Results were collected using each RKV individually as well as in combination with other RKVs in order to observe computational performance changes. Overall, models with RKVs based on YSi,j,n perform better than the models using RKVs based on Xi,j,n. We observe that NYi was the most impactful, and the formulation that included NYi alone solved about 40% of the instances the fastest. The superscript “Y” denotes that it is keeping record of the YSi,j,n binary variable since there are also RKVs with the superscript “X” that keep a record of the Xi,j,n binary variable. The subscript “i” denotes that it is written for every task i because it keeps record of the total number of runs of i processed over all units and time periods. There are other RKVs that are written for every unit j, every time point n, or a combination of these indices.
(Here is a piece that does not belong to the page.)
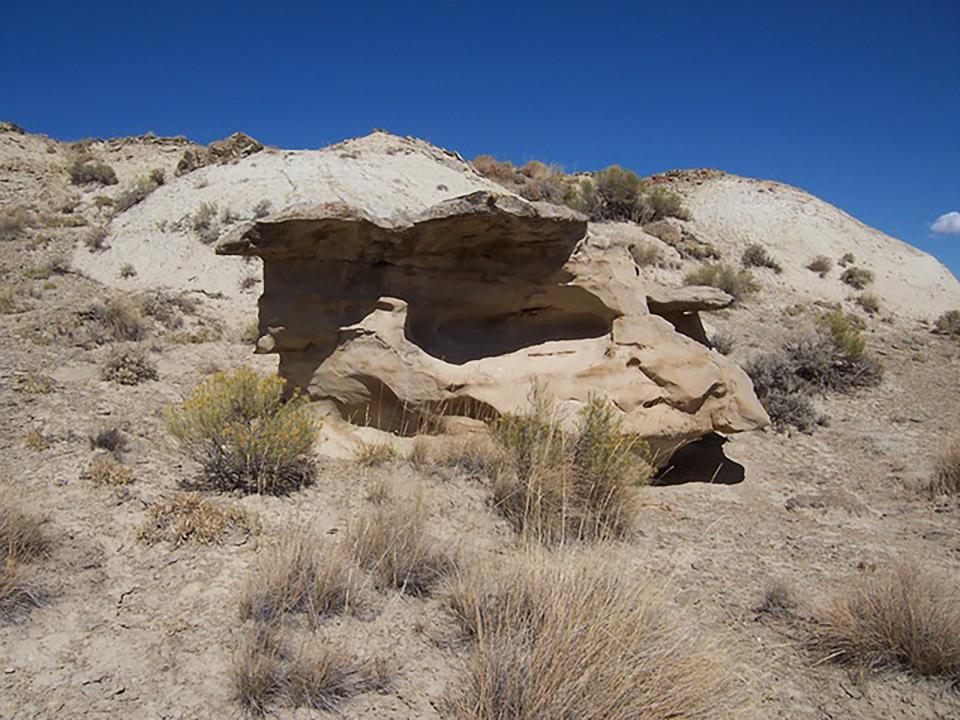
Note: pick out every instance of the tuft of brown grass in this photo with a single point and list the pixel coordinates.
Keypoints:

While implementing these RKVs into a model may seem trivial, their implementation leads to dramatic computational improvements. One possible explanation for these results is that by branching on NYi, the solver is able to bound the number of runs of each task, thus efficiently eliminating suboptimal or infeasible schedules and closing the optimality gap more quickly. It is also worth noting that this reformulation technique is not limited to only continuous CPS models; it can also be extended to various other types of MILP models that utilize integer variables.

References:

[1] S. Velez and C. T. Maravelias, 2013, Reformulations and branching methods for mixed-integer programming chemical production scheduling models, Industrial and Engineering Chemistry Research 52, 10, 3832–3841.